A month after popular vote loser Donald Trump’s election, some 450 houses of worship nationwide pledged to become sanctuaries for undocumented immigrants, with one church in the Los Angeles area calling for “holy resistance” to his mass deportation force. And houses of worship have heeded the call, with the number of congregations vowing to protect immigrants from ICE doubling to 800, according to a new report from 60 Minutes. Undocumented parents like Jeanette Vizguerra—recently named one of Time’s 100 most influential people—have fled to churches for safety and as a last recourse. 60 Minutes talked to another immigrant who has gone into sanctuary, transcribed below:
Sixto Paz: This is my country. I'm working hard.
Sixto Paz would have been deported 10 months ago if he hadn't confined himself to Shadow Rock United Church of Christ in Phoenix. Ismael Delgado moved in four months ago.
Ismael Delgado: We came to work.
Paz crossed illegally in 1985. Under the policy of President Reagan he was granted a work permit, which was revoked under the policies of George W. Bush. His four children are citizens by birth. His youngest is five.
Sixto Paz: I spent 32 years over here, and I don't wanna leave him alone. And I paid my taxes for 28 years.
[60 Minutes’] Scott Pelley: Paid your taxes 28 years?
Sixto Paz: Yes, yes.
Scott Pelley: There are people watching the interview who are saying, you shouldn't have come here.
Sixto Paz: When someone, you're hungry, you not have a job, you not have money. What are you gonna do? I not come to United States to take vacation, man. I'm here because I had to. I'm come over here, and I respect all the law, I respect the people, I'm working hard to do the best. I've got a clean record. And I learned a lot over here, I learned a language. It's not, I don't speak very well, but I'm working on that.
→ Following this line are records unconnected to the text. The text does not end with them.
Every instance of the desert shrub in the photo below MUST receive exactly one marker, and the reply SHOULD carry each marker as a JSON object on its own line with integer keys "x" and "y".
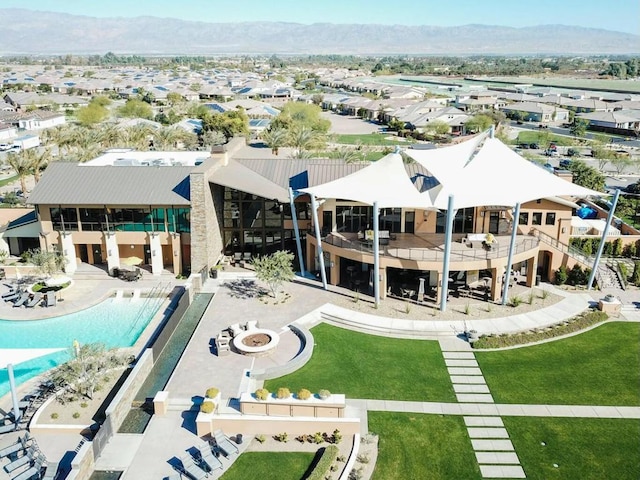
{"x": 212, "y": 392}
{"x": 281, "y": 437}
{"x": 324, "y": 463}
{"x": 324, "y": 394}
{"x": 283, "y": 393}
{"x": 262, "y": 394}
{"x": 207, "y": 407}
{"x": 580, "y": 322}
{"x": 561, "y": 275}
{"x": 304, "y": 394}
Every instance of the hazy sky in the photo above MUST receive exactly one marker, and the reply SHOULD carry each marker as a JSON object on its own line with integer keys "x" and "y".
{"x": 619, "y": 15}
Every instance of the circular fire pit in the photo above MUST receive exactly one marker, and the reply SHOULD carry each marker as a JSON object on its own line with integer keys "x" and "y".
{"x": 256, "y": 342}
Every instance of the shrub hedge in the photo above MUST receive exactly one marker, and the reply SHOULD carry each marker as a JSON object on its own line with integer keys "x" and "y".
{"x": 572, "y": 325}
{"x": 324, "y": 463}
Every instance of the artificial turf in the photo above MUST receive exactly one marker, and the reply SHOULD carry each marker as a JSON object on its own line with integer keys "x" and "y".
{"x": 598, "y": 367}
{"x": 422, "y": 447}
{"x": 584, "y": 448}
{"x": 373, "y": 367}
{"x": 262, "y": 465}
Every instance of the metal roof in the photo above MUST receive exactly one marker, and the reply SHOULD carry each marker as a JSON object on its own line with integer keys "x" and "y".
{"x": 77, "y": 184}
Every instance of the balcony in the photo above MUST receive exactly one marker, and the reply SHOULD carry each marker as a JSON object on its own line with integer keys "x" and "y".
{"x": 429, "y": 248}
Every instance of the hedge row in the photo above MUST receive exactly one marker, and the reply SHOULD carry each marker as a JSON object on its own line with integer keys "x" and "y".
{"x": 510, "y": 339}
{"x": 324, "y": 463}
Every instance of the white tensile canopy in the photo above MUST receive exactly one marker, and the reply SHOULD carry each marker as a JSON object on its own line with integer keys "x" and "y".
{"x": 385, "y": 182}
{"x": 496, "y": 175}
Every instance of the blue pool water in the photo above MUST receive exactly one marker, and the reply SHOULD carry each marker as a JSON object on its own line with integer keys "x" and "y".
{"x": 115, "y": 323}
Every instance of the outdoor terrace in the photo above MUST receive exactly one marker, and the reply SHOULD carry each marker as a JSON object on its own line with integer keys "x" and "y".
{"x": 429, "y": 248}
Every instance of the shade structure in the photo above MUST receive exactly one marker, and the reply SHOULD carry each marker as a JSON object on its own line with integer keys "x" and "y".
{"x": 495, "y": 175}
{"x": 385, "y": 182}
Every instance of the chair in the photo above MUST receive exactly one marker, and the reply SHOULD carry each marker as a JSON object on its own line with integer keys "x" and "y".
{"x": 35, "y": 469}
{"x": 21, "y": 300}
{"x": 207, "y": 457}
{"x": 191, "y": 470}
{"x": 50, "y": 299}
{"x": 20, "y": 444}
{"x": 224, "y": 444}
{"x": 36, "y": 299}
{"x": 30, "y": 455}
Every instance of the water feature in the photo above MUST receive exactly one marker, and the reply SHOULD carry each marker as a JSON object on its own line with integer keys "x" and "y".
{"x": 115, "y": 323}
{"x": 139, "y": 416}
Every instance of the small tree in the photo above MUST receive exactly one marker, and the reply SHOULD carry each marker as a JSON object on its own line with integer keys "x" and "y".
{"x": 47, "y": 263}
{"x": 87, "y": 369}
{"x": 275, "y": 269}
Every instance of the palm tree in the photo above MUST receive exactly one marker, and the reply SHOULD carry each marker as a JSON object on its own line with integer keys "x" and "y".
{"x": 22, "y": 168}
{"x": 274, "y": 139}
{"x": 166, "y": 138}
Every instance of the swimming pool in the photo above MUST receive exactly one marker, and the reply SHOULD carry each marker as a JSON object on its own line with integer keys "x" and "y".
{"x": 114, "y": 322}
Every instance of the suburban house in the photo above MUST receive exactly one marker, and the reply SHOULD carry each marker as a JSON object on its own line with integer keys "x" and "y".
{"x": 537, "y": 112}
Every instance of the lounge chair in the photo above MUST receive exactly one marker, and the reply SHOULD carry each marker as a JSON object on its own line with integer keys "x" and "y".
{"x": 12, "y": 296}
{"x": 207, "y": 457}
{"x": 50, "y": 299}
{"x": 191, "y": 470}
{"x": 34, "y": 470}
{"x": 20, "y": 444}
{"x": 36, "y": 299}
{"x": 30, "y": 455}
{"x": 9, "y": 427}
{"x": 21, "y": 300}
{"x": 223, "y": 443}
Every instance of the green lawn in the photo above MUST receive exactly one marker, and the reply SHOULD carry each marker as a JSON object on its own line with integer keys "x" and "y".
{"x": 368, "y": 139}
{"x": 422, "y": 447}
{"x": 261, "y": 465}
{"x": 598, "y": 367}
{"x": 368, "y": 366}
{"x": 583, "y": 448}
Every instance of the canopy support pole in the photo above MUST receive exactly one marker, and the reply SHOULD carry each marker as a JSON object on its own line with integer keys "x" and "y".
{"x": 316, "y": 225}
{"x": 605, "y": 232}
{"x": 376, "y": 254}
{"x": 14, "y": 394}
{"x": 296, "y": 229}
{"x": 447, "y": 254}
{"x": 512, "y": 246}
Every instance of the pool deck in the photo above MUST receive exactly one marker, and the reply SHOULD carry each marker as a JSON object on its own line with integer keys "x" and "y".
{"x": 144, "y": 456}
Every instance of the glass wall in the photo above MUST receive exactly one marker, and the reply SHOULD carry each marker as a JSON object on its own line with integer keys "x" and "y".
{"x": 252, "y": 224}
{"x": 462, "y": 222}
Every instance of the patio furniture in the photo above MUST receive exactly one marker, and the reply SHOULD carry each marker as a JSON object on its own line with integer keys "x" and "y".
{"x": 251, "y": 325}
{"x": 50, "y": 299}
{"x": 207, "y": 457}
{"x": 223, "y": 443}
{"x": 190, "y": 469}
{"x": 21, "y": 300}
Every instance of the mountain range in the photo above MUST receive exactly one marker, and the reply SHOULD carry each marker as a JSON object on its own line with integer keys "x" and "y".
{"x": 35, "y": 32}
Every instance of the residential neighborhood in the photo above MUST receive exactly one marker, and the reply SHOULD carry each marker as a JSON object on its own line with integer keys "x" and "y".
{"x": 318, "y": 266}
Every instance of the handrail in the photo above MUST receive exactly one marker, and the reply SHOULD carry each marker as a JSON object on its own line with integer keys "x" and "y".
{"x": 424, "y": 254}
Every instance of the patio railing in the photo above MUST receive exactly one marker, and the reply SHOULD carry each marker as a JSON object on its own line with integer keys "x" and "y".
{"x": 523, "y": 244}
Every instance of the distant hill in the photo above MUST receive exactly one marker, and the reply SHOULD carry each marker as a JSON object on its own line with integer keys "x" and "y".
{"x": 34, "y": 32}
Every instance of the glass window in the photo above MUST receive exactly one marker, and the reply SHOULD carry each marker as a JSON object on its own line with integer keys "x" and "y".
{"x": 550, "y": 219}
{"x": 65, "y": 219}
{"x": 536, "y": 218}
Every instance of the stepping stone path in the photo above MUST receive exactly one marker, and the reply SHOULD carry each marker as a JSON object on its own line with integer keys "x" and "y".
{"x": 490, "y": 440}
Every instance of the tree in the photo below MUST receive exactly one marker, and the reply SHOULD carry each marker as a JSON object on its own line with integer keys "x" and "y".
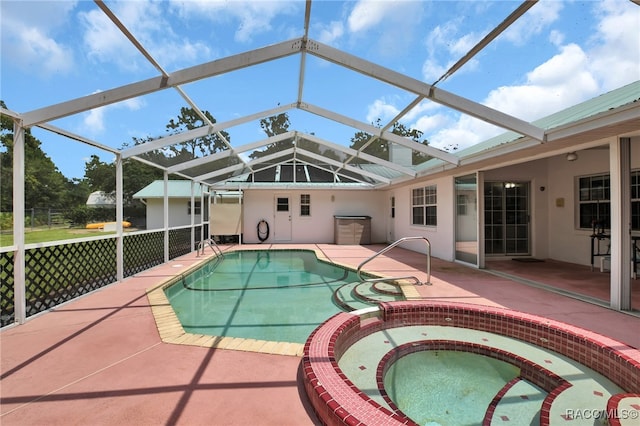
{"x": 99, "y": 175}
{"x": 189, "y": 120}
{"x": 45, "y": 185}
{"x": 272, "y": 126}
{"x": 380, "y": 147}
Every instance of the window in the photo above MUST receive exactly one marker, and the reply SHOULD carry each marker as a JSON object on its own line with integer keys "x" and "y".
{"x": 305, "y": 205}
{"x": 594, "y": 199}
{"x": 635, "y": 200}
{"x": 424, "y": 210}
{"x": 594, "y": 202}
{"x": 282, "y": 204}
{"x": 196, "y": 209}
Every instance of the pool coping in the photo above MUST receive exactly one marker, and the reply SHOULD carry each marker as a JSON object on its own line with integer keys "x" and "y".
{"x": 171, "y": 331}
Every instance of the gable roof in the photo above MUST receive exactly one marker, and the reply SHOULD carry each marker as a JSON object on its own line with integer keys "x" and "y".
{"x": 326, "y": 162}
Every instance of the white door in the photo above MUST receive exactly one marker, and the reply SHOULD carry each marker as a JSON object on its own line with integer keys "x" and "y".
{"x": 282, "y": 226}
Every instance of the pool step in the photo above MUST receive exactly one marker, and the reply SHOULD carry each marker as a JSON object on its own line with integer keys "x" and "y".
{"x": 358, "y": 295}
{"x": 521, "y": 402}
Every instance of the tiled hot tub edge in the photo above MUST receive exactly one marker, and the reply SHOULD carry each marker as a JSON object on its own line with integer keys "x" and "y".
{"x": 337, "y": 401}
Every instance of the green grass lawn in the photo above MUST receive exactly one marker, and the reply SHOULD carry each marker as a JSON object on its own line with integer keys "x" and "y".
{"x": 54, "y": 234}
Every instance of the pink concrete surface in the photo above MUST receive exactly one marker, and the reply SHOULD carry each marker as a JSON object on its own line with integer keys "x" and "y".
{"x": 99, "y": 359}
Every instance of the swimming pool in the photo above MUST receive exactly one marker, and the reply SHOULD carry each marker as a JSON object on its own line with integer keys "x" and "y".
{"x": 438, "y": 387}
{"x": 269, "y": 295}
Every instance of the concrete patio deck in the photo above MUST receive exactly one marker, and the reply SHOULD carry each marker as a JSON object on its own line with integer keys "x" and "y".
{"x": 99, "y": 359}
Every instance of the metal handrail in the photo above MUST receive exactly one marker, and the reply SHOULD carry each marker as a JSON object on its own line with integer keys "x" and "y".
{"x": 389, "y": 247}
{"x": 211, "y": 243}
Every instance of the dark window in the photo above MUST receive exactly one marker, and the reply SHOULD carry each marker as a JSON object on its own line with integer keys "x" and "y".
{"x": 305, "y": 205}
{"x": 424, "y": 209}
And my son, my daughters, they're professionals.
Scott Pelley: You have two older daughters who are medical assistants?
Sixto Paz: Yes.
Scott Pelley: They both graduated from college here in the United States?
Sixto Paz: Yes, yes, sir.
Scott Pelley: Sounds like the American Dream.
Sixto Paz: Yes.
Per ICE policies, federal immigration agents avoid “sensitive locations” like churches, but since Trump’s inauguration, they have come dangerously close to testing the line. Just weeks after the popular vote loser placed his hand on a Bible to be sworn in, his deportation force stalked a church-run hypothermia shelter in Virginia, arresting six immigrants. In the time since then, however, immigrants in sanctuary have remained safe, thanks to a combination of media exposure and support from pro-immigrant Americans. ICE expressed their clear displeasure to 60 Minutes:
Daniel Ragsdale is deputy director of ICE. He runs the daily operations and oversees 13,000 officers.
Daniel Ragsdale: So if they are to check in with ICE, they should come and check in with ICE.
Scott Pelley: Checking in with ICE is gonna get them deported.
Daniel Ragsdale: Checking in with ICE will follow the law. And in cases where there's a removal order, of course we would execute it.
Pelley is right. As immigrant rights group America’s Voice noted just earlier today, undocumented immigrants who have been following the rules by regularly checking in with ICE have been targeted for arrest as the easiest immigrants to apprehend and to pad up deportation numbers, since thousands of the immigrants detained by ICE actually have no criminal record despite Trump’s claim he would target only “bad hombres” for removal. Jeanette herself chose to go into sanctuary the night before her first scheduled check-in under the Trump regime:
These “silent raids” target individuals on a one-by-one basis. Immigrants walk into ICE offices, and instead of being checked in and sent back out to live their lives as has happened for years, they are being detained and deported. Ironically, this strategy punishes people who are trying to do what the government has asked of them. Typically, they have been living in the country for a decade or more, have U.S. citizen children, and have nothing on their record that suggests they are dangerous. They are just regular immigrants who a previous administration thought should be put at the bottom of the deportation list, as long as they continued to check-in as required.
High profile cases, such as those of Guadalupe García de Rayos in Arizona and Roberto Beristain in Indiana, and additional examples from Arizona, California, Connecticut,Florida, Georgia, Michigan, New Jersey, North Carolina fit into the same pattern: formerly routine appointments at ICE offices are becoming the first step towards expulsion from the United States. Other examples, such as the tragic story of Ohio mother Maribel Trujillo-Diaz, show that detainment and eventual deportation for others have come shortly after an annual ICE check-in.
“We're taking a leap of faith, right, in many respects, because we don't know what's going to happen,” said Rev. Robin Hynicka of Philadelphia's Arch Street Methodist Church. The church was built by Abraham Lincoln’s favorite minister and has pledged to become a place of sanctuary for undocumented immigrants.
”My baptismal covenant,” she said, “there's a vow that's taken either on my behalf when I was baptized as a child or as an adult, that I would take the power and the freedom that God gives me to resist evil, injustice, and oppression in whatever forms they show themselves.”